El indicador mostró una desmejora mensual y volvió a reflejar las dificultades estructurales que atraviesan varias producciones clave. En este contexto, las economías regionales siguen condicionadas por precios rezagados, costos elevados y mercados con bajo dinamismo.
Durante el último mes del año se registraron 4 actividades en verde, 9 en amarillo y 6 en rojo. El cambio más relevante fue el pase de la producción porcina de verde a amarillo. El semáforo evalúa tres componentes: negocio, productivo y mercado. En primer lugar, analiza precios y costos. Además, considera niveles de producción y desempeño comercial.
Las actividades en rojo fueron yerba mate, arroz, papa, vino y mosto, hortalizas y algodón. En la mayoría de los casos, el componente de negocio se deterioró. Los precios quedaron por debajo de la inflación y de los costos operativos. Como resultado, la rentabilidad cayó y se limitó la recuperación.
Por el contrario, bovinos, ovinos, granos y miel se ubicaron en verde. En estos sectores, los precios crecieron por encima de la inflación.
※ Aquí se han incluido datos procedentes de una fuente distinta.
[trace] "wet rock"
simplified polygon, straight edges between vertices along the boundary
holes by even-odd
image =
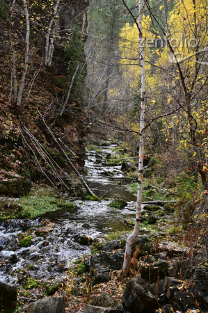
[[[208,280],[208,265],[200,265],[197,266],[193,274],[193,279],[195,280]]]
[[[157,282],[158,278],[164,279],[168,275],[169,264],[168,261],[159,260],[152,264],[143,266],[141,268],[141,276],[143,279],[150,282]]]
[[[173,277],[166,277],[164,286],[163,286],[163,294],[168,297],[168,291],[169,288],[173,289],[175,287],[179,287],[182,284],[182,281],[179,280],[176,280]],[[170,293],[169,294],[170,295]]]
[[[46,298],[32,303],[26,313],[64,313],[61,297]]]
[[[84,309],[84,313],[123,313],[122,309],[111,309],[109,307],[95,307],[86,305]]]
[[[88,224],[87,223],[85,223],[84,224],[83,224],[81,225],[81,227],[83,227],[83,228],[86,228],[87,230],[89,230],[91,227],[90,224]]]
[[[109,268],[100,268],[95,271],[93,282],[94,284],[97,284],[109,282],[110,280],[110,270]]]
[[[155,204],[145,204],[143,207],[144,210],[150,211],[151,212],[154,212],[155,211],[158,211],[161,209],[161,207],[159,205]]]
[[[103,248],[102,250],[104,251],[110,252],[113,250],[120,249],[121,248],[124,248],[125,246],[125,241],[118,241],[118,240],[112,240],[111,241],[108,242]]]
[[[193,298],[189,295],[185,295],[181,291],[175,291],[175,299],[179,307],[179,309],[183,312],[187,312],[189,309],[194,309],[195,305],[191,303]]]
[[[134,170],[136,170],[136,167],[131,162],[124,161],[121,163],[121,170],[122,172],[134,172]]]
[[[165,280],[161,280],[159,282],[153,282],[150,284],[154,295],[160,296],[163,293]]]
[[[0,311],[4,313],[15,309],[17,303],[17,289],[0,281]]]
[[[123,253],[107,253],[102,251],[96,255],[92,255],[85,261],[86,265],[94,268],[99,268],[102,266],[110,268],[113,271],[122,268],[123,263]]]
[[[152,239],[145,235],[138,235],[133,243],[132,250],[134,250],[137,246],[139,246],[139,256],[144,254],[151,255],[153,252],[153,246]]]
[[[19,259],[17,257],[17,255],[15,255],[15,253],[14,253],[13,255],[10,256],[10,257],[8,258],[8,261],[15,264],[15,263],[18,262]]]
[[[49,246],[49,242],[47,240],[45,240],[42,243],[42,247],[47,247]]]
[[[172,259],[174,257],[182,257],[186,255],[187,248],[183,248],[176,243],[163,242],[158,245],[159,252],[166,252],[166,257]]]
[[[156,216],[153,213],[150,212],[147,214],[145,214],[145,215],[143,215],[141,218],[141,223],[144,221],[147,221],[148,224],[153,225],[155,224],[157,220],[158,220],[158,217]]]
[[[119,305],[118,301],[106,291],[103,292],[99,296],[95,296],[90,304],[97,307],[106,307],[111,308],[115,308]]]
[[[173,313],[177,311],[177,308],[171,305],[166,305],[162,310],[162,313]]]
[[[183,280],[190,278],[192,275],[193,264],[194,260],[192,258],[176,261],[169,270],[169,275],[175,278],[182,278]]]
[[[127,283],[122,298],[125,311],[131,313],[153,313],[159,307],[159,303],[152,294],[150,284],[141,276],[136,275]]]

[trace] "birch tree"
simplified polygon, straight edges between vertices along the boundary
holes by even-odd
[[[62,0],[57,0],[52,17],[50,20],[46,35],[46,43],[45,49],[45,64],[51,66],[54,49],[54,41],[58,31],[58,20]]]
[[[17,106],[20,106],[22,104],[22,94],[25,85],[25,79],[28,69],[29,58],[29,36],[30,36],[30,22],[29,22],[29,15],[28,12],[27,2],[26,0],[22,0],[24,6],[24,13],[26,20],[26,37],[24,40],[25,45],[25,52],[24,52],[24,69],[22,74],[22,78],[20,81],[20,86],[19,90],[17,88],[17,63],[15,57],[15,42],[13,40],[13,35],[12,32],[12,26],[10,22],[11,13],[15,4],[15,1],[13,1],[11,7],[10,7],[9,1],[7,1],[7,15],[6,19],[8,27],[9,33],[9,40],[10,40],[10,51],[12,56],[12,74],[11,74],[11,92],[10,99],[11,98],[11,95],[13,93],[13,100],[14,104]]]
[[[25,53],[24,53],[24,66],[23,72],[22,74],[20,86],[18,92],[17,99],[17,106],[20,106],[22,104],[22,94],[24,91],[25,78],[28,69],[28,63],[29,58],[29,37],[30,37],[30,22],[29,16],[28,13],[27,2],[26,0],[22,0],[24,5],[24,13],[26,19],[26,38],[25,38]]]
[[[126,5],[124,0],[123,3],[131,13],[129,8]],[[137,188],[137,200],[136,200],[136,213],[135,226],[132,233],[129,236],[127,239],[126,249],[125,254],[125,259],[123,263],[122,270],[127,272],[129,268],[129,264],[130,262],[131,247],[134,241],[136,239],[140,228],[141,215],[141,200],[142,200],[142,186],[143,180],[143,159],[145,153],[145,50],[143,45],[143,28],[142,28],[142,19],[143,19],[143,3],[142,0],[139,0],[138,2],[138,21],[136,21],[135,17],[133,17],[139,32],[139,51],[140,51],[140,65],[141,65],[141,115],[140,115],[140,147],[139,147],[139,157],[138,157],[138,188]]]

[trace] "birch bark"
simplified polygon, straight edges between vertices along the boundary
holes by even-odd
[[[46,66],[51,66],[53,58],[53,54],[54,49],[54,41],[57,34],[58,29],[58,17],[59,10],[61,8],[62,0],[57,0],[53,16],[50,20],[50,23],[47,29],[46,35],[46,43],[45,49],[45,65]],[[54,24],[54,28],[53,28]],[[51,33],[53,29],[52,36],[50,41]]]
[[[143,45],[142,18],[143,18],[143,3],[142,0],[138,1],[138,30],[139,30],[139,51],[140,51],[140,65],[141,65],[141,115],[140,115],[140,128],[141,136],[140,137],[140,147],[138,157],[138,177],[137,188],[137,201],[135,226],[132,233],[127,239],[125,259],[122,270],[125,272],[128,271],[129,268],[129,262],[131,257],[131,247],[134,241],[136,239],[140,228],[141,214],[141,200],[142,200],[142,186],[143,180],[143,159],[145,153],[145,50]]]
[[[26,0],[22,0],[24,5],[24,12],[26,19],[26,38],[25,38],[25,54],[24,54],[24,67],[21,78],[20,86],[18,92],[17,99],[17,106],[20,106],[22,103],[22,93],[24,88],[25,77],[28,69],[28,63],[29,58],[29,37],[30,37],[30,22],[29,16],[27,9],[27,2]]]

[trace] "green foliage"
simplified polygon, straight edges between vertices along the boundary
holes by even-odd
[[[103,247],[103,243],[102,242],[93,242],[91,246],[91,253],[93,255],[100,251]]]
[[[123,209],[127,205],[127,202],[122,199],[117,199],[109,204],[109,207],[113,209]]]
[[[177,234],[179,232],[179,230],[175,225],[172,225],[170,228],[168,228],[167,232],[168,234]]]
[[[18,216],[26,218],[35,218],[45,212],[65,208],[71,209],[74,204],[70,201],[58,198],[51,188],[42,188],[33,195],[23,197],[19,204],[22,207]]]
[[[100,199],[96,195],[90,195],[86,191],[83,192],[82,194],[82,198],[84,200],[89,200],[92,201],[100,201]]]
[[[79,264],[78,264],[77,268],[77,275],[81,276],[84,273],[87,273],[88,271],[88,268],[83,262],[81,262]]]
[[[37,288],[38,282],[35,278],[29,278],[25,284],[23,284],[23,287],[25,289],[30,289],[31,288]]]
[[[1,19],[6,19],[6,4],[0,3],[0,22],[1,22]]]
[[[68,64],[69,76],[72,78],[77,66],[79,67],[76,75],[72,90],[79,90],[82,88],[83,72],[83,65],[85,62],[84,58],[84,42],[82,40],[81,25],[76,20],[72,30],[71,35],[67,42],[62,43],[64,47],[64,61]]]
[[[61,287],[61,284],[60,282],[43,282],[42,287],[45,290],[45,294],[47,294],[47,296],[52,296],[55,294],[56,291],[57,291],[58,288]]]
[[[32,239],[33,238],[33,236],[26,236],[26,237],[24,237],[23,239],[21,239],[19,241],[19,243],[21,247],[29,247],[31,244]]]

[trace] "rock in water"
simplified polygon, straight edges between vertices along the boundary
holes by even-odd
[[[127,283],[122,304],[125,311],[131,313],[153,313],[159,307],[158,302],[152,294],[149,284],[136,275]]]
[[[17,303],[17,288],[0,281],[0,312],[10,312],[16,307]]]
[[[64,313],[61,297],[45,298],[32,303],[26,313]]]

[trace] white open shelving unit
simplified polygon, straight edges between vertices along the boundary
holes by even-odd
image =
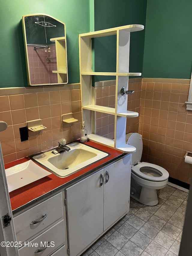
[[[140,73],[129,71],[130,34],[131,32],[142,30],[143,25],[128,25],[79,35],[80,83],[82,100],[82,119],[85,121],[90,140],[115,148],[127,153],[135,152],[134,147],[125,143],[127,117],[138,116],[139,114],[127,110],[128,95],[121,94],[124,87],[128,89],[129,77],[141,75]],[[117,35],[116,72],[94,72],[92,70],[92,38]],[[94,88],[92,86],[92,76],[116,77],[115,107],[114,108],[95,105]],[[115,116],[115,138],[111,140],[95,134],[92,122],[95,112]]]

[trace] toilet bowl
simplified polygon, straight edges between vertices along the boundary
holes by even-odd
[[[157,190],[166,186],[169,173],[156,164],[140,162],[143,147],[141,135],[137,133],[128,134],[126,140],[127,144],[136,149],[132,154],[131,197],[143,204],[155,205],[158,202]]]

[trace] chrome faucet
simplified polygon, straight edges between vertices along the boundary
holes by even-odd
[[[66,143],[66,140],[65,139],[62,139],[58,143],[59,143],[58,147],[51,152],[52,154],[56,155],[56,154],[58,154],[63,151],[68,152],[70,150],[70,147],[64,145],[64,143]]]

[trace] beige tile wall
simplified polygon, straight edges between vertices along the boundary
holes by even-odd
[[[192,111],[187,110],[190,80],[162,78],[130,79],[128,110],[140,113],[128,118],[126,133],[143,136],[142,161],[167,170],[170,176],[190,183],[191,165],[184,162],[186,150],[192,150]],[[98,82],[95,88],[96,104],[114,107],[114,81]],[[0,120],[8,125],[0,133],[5,163],[55,147],[64,137],[68,142],[80,137],[80,122],[63,129],[61,114],[71,111],[81,120],[79,84],[0,89]],[[21,142],[20,127],[40,118],[47,129],[42,134],[29,132]],[[114,117],[97,113],[96,133],[114,138]]]
[[[189,184],[192,168],[184,157],[186,150],[192,150],[192,111],[186,110],[184,103],[190,82],[143,79],[139,128],[142,161],[162,166],[170,177]]]
[[[11,89],[0,89],[0,120],[8,125],[0,133],[5,163],[56,146],[62,137],[68,142],[80,137],[79,84]],[[71,112],[79,121],[63,128],[61,115]],[[27,121],[39,119],[47,128],[41,134],[29,131],[29,140],[21,142],[19,128],[26,126]]]

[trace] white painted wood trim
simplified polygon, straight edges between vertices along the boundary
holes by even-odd
[[[81,72],[81,75],[86,75],[89,76],[140,76],[142,73],[138,72],[130,72],[129,73],[117,73],[116,72]]]
[[[189,91],[188,101],[185,102],[187,105],[186,109],[188,110],[192,110],[192,72],[191,76],[191,80],[189,87]]]
[[[0,240],[5,242],[16,241],[12,210],[7,182],[3,155],[0,143]],[[11,218],[10,225],[4,228],[2,217],[8,214]],[[0,246],[0,254],[3,256],[19,256],[16,247]]]

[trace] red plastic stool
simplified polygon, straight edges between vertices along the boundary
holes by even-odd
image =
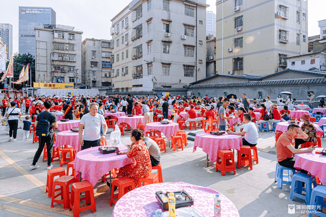
[[[85,192],[85,197],[80,198],[82,192]],[[80,207],[80,201],[86,200],[86,204],[90,204],[84,207]],[[87,180],[74,183],[71,185],[69,210],[74,211],[74,217],[79,217],[79,213],[84,210],[91,209],[93,213],[96,212],[95,199],[94,197],[93,186]]]
[[[195,129],[197,130],[197,126],[196,125],[197,125],[197,124],[196,123],[196,121],[189,121],[189,129],[191,130],[192,128],[194,128],[193,127],[191,126],[191,124],[192,123],[193,123],[195,125]]]
[[[67,154],[69,153],[69,157],[67,157]],[[75,159],[75,149],[73,148],[65,148],[61,151],[61,158],[60,159],[60,166],[63,164],[67,164]],[[69,160],[68,161],[68,160]]]
[[[252,170],[252,157],[251,156],[251,149],[248,145],[242,145],[240,146],[240,151],[238,152],[238,161],[237,166],[238,169],[241,166],[249,166],[250,169]],[[242,157],[241,155],[244,155]]]
[[[156,173],[151,173],[147,177],[141,178],[138,180],[138,187],[140,187],[141,186],[141,183],[142,183],[143,186],[151,184],[158,183],[159,183],[158,176]]]
[[[171,136],[171,149],[173,148],[173,151],[175,151],[176,146],[178,148],[181,148],[183,150],[183,142],[182,141],[182,137],[180,136]]]
[[[254,146],[250,147],[250,149],[252,150],[253,153],[253,154],[252,155],[252,160],[256,161],[256,164],[259,163],[258,163],[258,153],[257,152],[257,147],[256,146]]]
[[[221,161],[219,159],[221,159]],[[232,162],[230,162],[230,160]],[[225,172],[229,171],[233,171],[235,175],[235,162],[234,161],[234,156],[232,151],[226,149],[219,150],[217,151],[217,157],[216,158],[216,167],[215,171],[217,170],[221,170],[221,174],[222,176],[225,175]]]
[[[114,186],[116,186],[119,188],[119,193],[114,195]],[[118,200],[120,199],[121,197],[128,192],[128,187],[131,186],[132,190],[135,189],[135,183],[134,181],[126,176],[123,176],[120,178],[116,178],[112,183],[112,186],[111,187],[111,199],[110,200],[110,206],[112,203],[116,203],[117,201],[113,199],[118,197]]]
[[[157,175],[158,176],[158,182],[160,183],[163,183],[163,176],[162,175],[162,168],[161,166],[161,163],[158,165],[152,167],[152,170],[157,170]]]
[[[165,141],[163,138],[158,137],[156,136],[156,138],[152,139],[155,141],[156,144],[157,144],[160,147],[160,151],[164,150],[164,152],[166,152],[166,149],[165,148]]]
[[[52,199],[51,201],[51,207],[53,208],[53,203],[57,203],[63,204],[63,208],[64,210],[67,210],[69,209],[69,205],[70,204],[70,198],[69,195],[70,191],[69,191],[69,185],[70,184],[74,183],[75,182],[75,177],[73,176],[62,176],[54,180],[53,183],[52,189],[55,189],[55,186],[59,185],[60,187],[57,188],[57,191],[61,191],[60,193],[56,195],[54,194],[54,190],[52,194]],[[59,196],[61,196],[62,199],[57,200],[55,198]]]
[[[52,187],[53,185],[53,181],[55,176],[59,176],[61,177],[62,176],[66,175],[65,169],[63,168],[55,168],[51,169],[48,170],[48,175],[46,177],[46,188],[45,193],[49,192],[48,197],[51,198],[52,197]]]

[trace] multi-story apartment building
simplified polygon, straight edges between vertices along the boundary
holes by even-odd
[[[35,56],[35,26],[55,25],[55,12],[51,7],[19,6],[18,53]]]
[[[307,1],[218,0],[216,9],[218,74],[264,76],[308,53]]]
[[[9,23],[0,23],[0,36],[3,43],[7,45],[9,50],[7,58],[9,59],[12,54],[12,25]]]
[[[82,32],[59,25],[34,29],[36,81],[71,83],[75,88],[82,86]]]
[[[111,87],[111,41],[86,38],[82,43],[82,83],[87,88]]]
[[[114,63],[111,76],[112,88],[116,92],[131,92],[133,89],[131,53],[132,12],[127,6],[111,20],[111,34],[114,41],[112,47]]]
[[[206,3],[134,0],[129,3],[133,11],[133,91],[175,87],[206,77],[206,14],[209,6]]]

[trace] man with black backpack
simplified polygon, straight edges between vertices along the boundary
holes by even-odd
[[[54,137],[53,128],[57,128],[57,117],[54,113],[50,111],[52,106],[51,101],[47,101],[44,102],[45,111],[40,113],[36,118],[34,126],[36,128],[36,135],[38,136],[38,148],[33,159],[33,163],[31,165],[31,169],[37,169],[40,166],[36,164],[41,154],[43,151],[44,146],[46,143],[46,149],[48,151],[48,170],[53,168],[51,163],[52,161],[52,147]]]

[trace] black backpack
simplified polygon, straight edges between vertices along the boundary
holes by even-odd
[[[46,137],[50,134],[51,129],[48,119],[51,115],[51,113],[49,114],[45,119],[43,117],[43,112],[39,115],[41,115],[41,120],[37,122],[36,125],[36,135],[37,136]]]

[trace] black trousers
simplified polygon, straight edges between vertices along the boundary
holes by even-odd
[[[36,151],[35,155],[33,159],[33,165],[36,163],[41,156],[41,154],[43,151],[44,146],[46,143],[46,149],[48,151],[48,165],[51,165],[52,161],[52,148],[53,147],[53,142],[54,141],[54,136],[53,134],[50,134],[46,137],[38,137],[38,148]]]
[[[8,123],[9,125],[9,136],[11,137],[13,136],[14,139],[16,139],[17,136],[17,129],[18,127],[18,120],[8,120]]]

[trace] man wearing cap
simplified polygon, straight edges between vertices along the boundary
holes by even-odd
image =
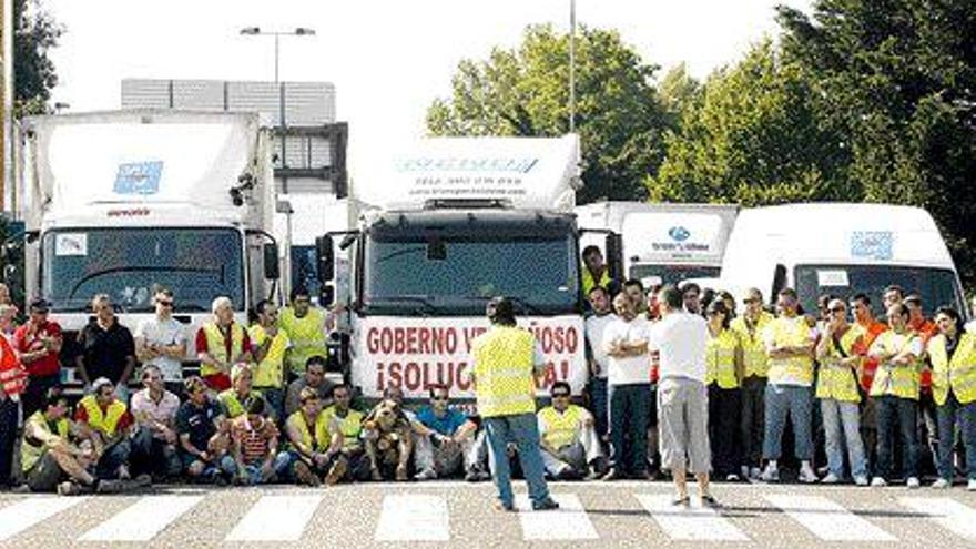
[[[515,307],[509,299],[496,297],[486,307],[491,327],[471,344],[475,356],[472,380],[478,413],[488,430],[491,461],[495,465],[497,508],[515,510],[511,471],[506,459],[509,441],[518,446],[522,472],[529,485],[533,510],[557,509],[549,496],[536,420],[535,376],[545,370],[542,349],[531,332],[516,325]]]
[[[13,333],[13,346],[30,376],[23,394],[23,417],[41,409],[44,394],[61,379],[61,326],[48,318],[50,306],[37,298],[30,303],[30,318]]]

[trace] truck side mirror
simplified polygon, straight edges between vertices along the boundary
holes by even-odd
[[[315,258],[318,262],[318,282],[325,284],[335,278],[335,252],[332,235],[315,238]]]
[[[276,281],[281,277],[282,271],[278,263],[278,245],[268,242],[264,244],[264,277],[268,281]]]

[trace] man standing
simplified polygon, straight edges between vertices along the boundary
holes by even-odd
[[[13,346],[27,367],[30,383],[23,393],[23,417],[41,409],[48,389],[61,380],[61,326],[48,318],[48,302],[30,303],[30,319],[13,333]]]
[[[660,355],[658,416],[661,423],[661,466],[671,470],[674,505],[688,506],[689,466],[699,487],[701,505],[715,506],[709,491],[708,393],[705,345],[708,325],[698,314],[682,312],[682,293],[664,286],[658,298],[661,321],[651,327],[650,347]]]
[[[104,377],[119,398],[129,400],[129,378],[135,369],[135,342],[129,328],[119,324],[112,302],[105,294],[92,298],[95,317],[79,334],[82,353],[75,359],[82,383]]]
[[[610,396],[610,468],[603,480],[623,478],[628,474],[644,478],[648,474],[645,433],[651,407],[650,324],[637,316],[633,302],[623,293],[613,298],[613,309],[618,318],[603,332]],[[623,462],[624,457],[630,457],[630,464]]]
[[[770,359],[766,385],[766,417],[763,456],[766,468],[760,478],[780,480],[780,459],[786,417],[793,424],[793,447],[800,459],[800,481],[816,482],[813,472],[812,408],[814,332],[797,313],[796,292],[780,291],[776,308],[780,316],[766,326],[763,340]]]
[[[186,356],[186,333],[173,318],[173,292],[156,291],[153,296],[156,314],[135,328],[135,356],[144,365],[152,364],[163,376],[166,390],[183,394],[183,358]]]
[[[609,357],[603,350],[603,332],[617,319],[610,308],[610,294],[603,286],[593,286],[589,294],[593,314],[587,318],[587,362],[590,366],[590,401],[597,421],[597,435],[607,436],[607,365]]]
[[[200,375],[213,390],[231,388],[231,367],[250,363],[251,338],[244,326],[234,322],[234,304],[230,297],[217,297],[211,305],[214,319],[196,332],[196,355]]]
[[[495,297],[486,307],[491,327],[471,344],[475,356],[474,382],[478,413],[488,430],[495,465],[497,508],[515,510],[515,496],[506,446],[514,440],[529,485],[533,510],[557,509],[549,496],[539,449],[536,423],[535,376],[542,374],[542,349],[531,332],[516,325],[515,307],[505,297]]]
[[[260,392],[274,410],[274,417],[285,419],[285,357],[291,352],[288,334],[278,327],[278,308],[262,299],[254,307],[257,324],[248,335],[254,345],[254,389]]]

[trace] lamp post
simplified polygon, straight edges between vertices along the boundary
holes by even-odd
[[[261,27],[245,27],[241,29],[241,34],[247,37],[274,37],[275,39],[275,82],[278,82],[278,53],[281,51],[282,37],[314,37],[315,29],[307,27],[297,27],[291,31],[265,31]]]

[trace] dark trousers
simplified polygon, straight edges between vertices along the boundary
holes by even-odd
[[[611,385],[609,395],[610,466],[640,476],[648,470],[651,384]],[[624,464],[624,456],[630,458],[630,464]]]
[[[739,434],[742,423],[742,392],[709,385],[709,440],[712,447],[712,470],[716,478],[739,475],[742,446]]]
[[[8,396],[0,400],[0,486],[13,484],[13,443],[17,440],[17,413],[19,403]]]
[[[875,476],[891,478],[895,444],[901,443],[905,477],[918,476],[918,403],[911,398],[874,398],[877,411],[877,469]]]

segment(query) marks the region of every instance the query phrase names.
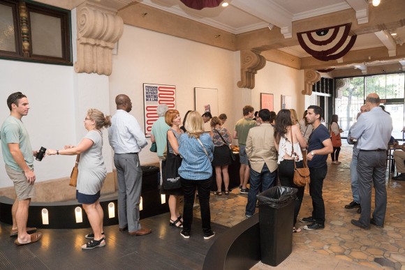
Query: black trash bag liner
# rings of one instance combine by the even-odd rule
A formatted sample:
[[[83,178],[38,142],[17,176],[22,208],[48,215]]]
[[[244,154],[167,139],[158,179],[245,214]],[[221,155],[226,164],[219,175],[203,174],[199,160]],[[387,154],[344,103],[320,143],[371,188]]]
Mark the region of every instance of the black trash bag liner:
[[[265,205],[278,209],[297,199],[298,190],[288,186],[274,186],[256,195],[259,206]]]

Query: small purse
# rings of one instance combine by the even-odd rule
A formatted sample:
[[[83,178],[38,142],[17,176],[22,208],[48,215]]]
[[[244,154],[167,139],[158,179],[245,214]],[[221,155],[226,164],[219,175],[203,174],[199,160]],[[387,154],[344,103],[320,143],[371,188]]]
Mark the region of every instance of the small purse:
[[[150,146],[150,148],[149,149],[151,152],[157,152],[158,151],[158,147],[156,146],[156,143],[155,142],[152,142],[152,144]]]
[[[295,164],[295,157],[294,153],[294,143],[293,141],[293,129],[290,130],[291,134],[291,149],[293,151],[292,153],[294,154],[294,179],[293,179],[294,184],[297,186],[304,186],[307,183],[311,182],[311,179],[309,178],[309,168],[307,165],[307,160],[305,159],[302,160],[304,163],[303,168],[297,168]]]
[[[223,140],[223,137],[222,137],[222,135],[221,135],[221,133],[219,133],[219,131],[218,131],[215,128],[214,128],[214,130],[215,131],[216,131],[216,133],[218,133],[218,135],[219,135],[219,137],[221,137],[221,139],[222,139],[222,141],[225,143],[225,144],[226,144],[226,142],[225,142],[225,140]],[[235,153],[233,153],[233,151],[230,149],[230,147],[229,147],[229,152],[230,152],[230,159],[232,160],[232,161],[236,160],[236,156],[235,156]]]
[[[78,166],[79,165],[79,160],[80,159],[80,154],[78,154],[76,157],[76,163],[75,163],[75,167],[72,169],[72,172],[71,173],[71,181],[69,182],[69,186],[78,186],[78,174],[79,174],[79,169]]]

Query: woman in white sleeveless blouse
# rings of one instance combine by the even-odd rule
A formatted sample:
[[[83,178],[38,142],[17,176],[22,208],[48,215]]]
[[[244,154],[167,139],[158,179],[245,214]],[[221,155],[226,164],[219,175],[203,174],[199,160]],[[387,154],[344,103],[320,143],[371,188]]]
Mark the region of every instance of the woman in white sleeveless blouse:
[[[293,140],[291,141],[291,137]],[[300,127],[293,124],[291,120],[291,113],[288,110],[281,110],[279,112],[274,125],[274,143],[279,151],[277,163],[279,164],[279,179],[281,186],[298,189],[295,202],[293,232],[301,232],[301,229],[295,227],[297,217],[301,208],[304,197],[304,186],[297,186],[294,184],[294,159],[297,167],[303,167],[302,148],[307,147],[307,143],[301,134]],[[292,144],[294,146],[293,153]]]

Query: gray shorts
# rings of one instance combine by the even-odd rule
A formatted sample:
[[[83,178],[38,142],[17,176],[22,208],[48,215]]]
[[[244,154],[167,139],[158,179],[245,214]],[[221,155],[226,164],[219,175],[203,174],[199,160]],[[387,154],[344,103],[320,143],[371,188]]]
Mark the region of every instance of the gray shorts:
[[[35,196],[34,184],[28,182],[24,172],[14,170],[7,165],[6,165],[6,172],[8,174],[8,177],[14,183],[14,189],[19,201],[31,199]]]
[[[239,160],[240,164],[249,165],[249,160],[246,154],[246,145],[239,146]]]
Asimismo, hubo buen desempeño productivo y comercial. Sin embargo, la mayoría de las actividades permaneció en amarillo. Allí se encuentran forestal, maní, leche, tabaco, cítricos dulces, mandioca, peras y manzanas, aves y porcinos.
Un semáforo con historia y comercio exterior en foco
El semáforo se publica desde hace más de una década. En ese período, 8 de las 19 actividades pasaron más de la mitad del tiempo en rojo. La vitivinicultura y los cítricos dulces lideran ese grupo. En cambio, carnes, granos y maní mostraron trayectorias más estables.
En materia externa, las economías regionales exportaron en 2025 unos USD 59.160 millones. Esto implicó un aumento del 29% frente al promedio histórico. No obstante, el 78% de los ingresos provino del complejo granario, lo que confirma la alta concentración del comercio exterior.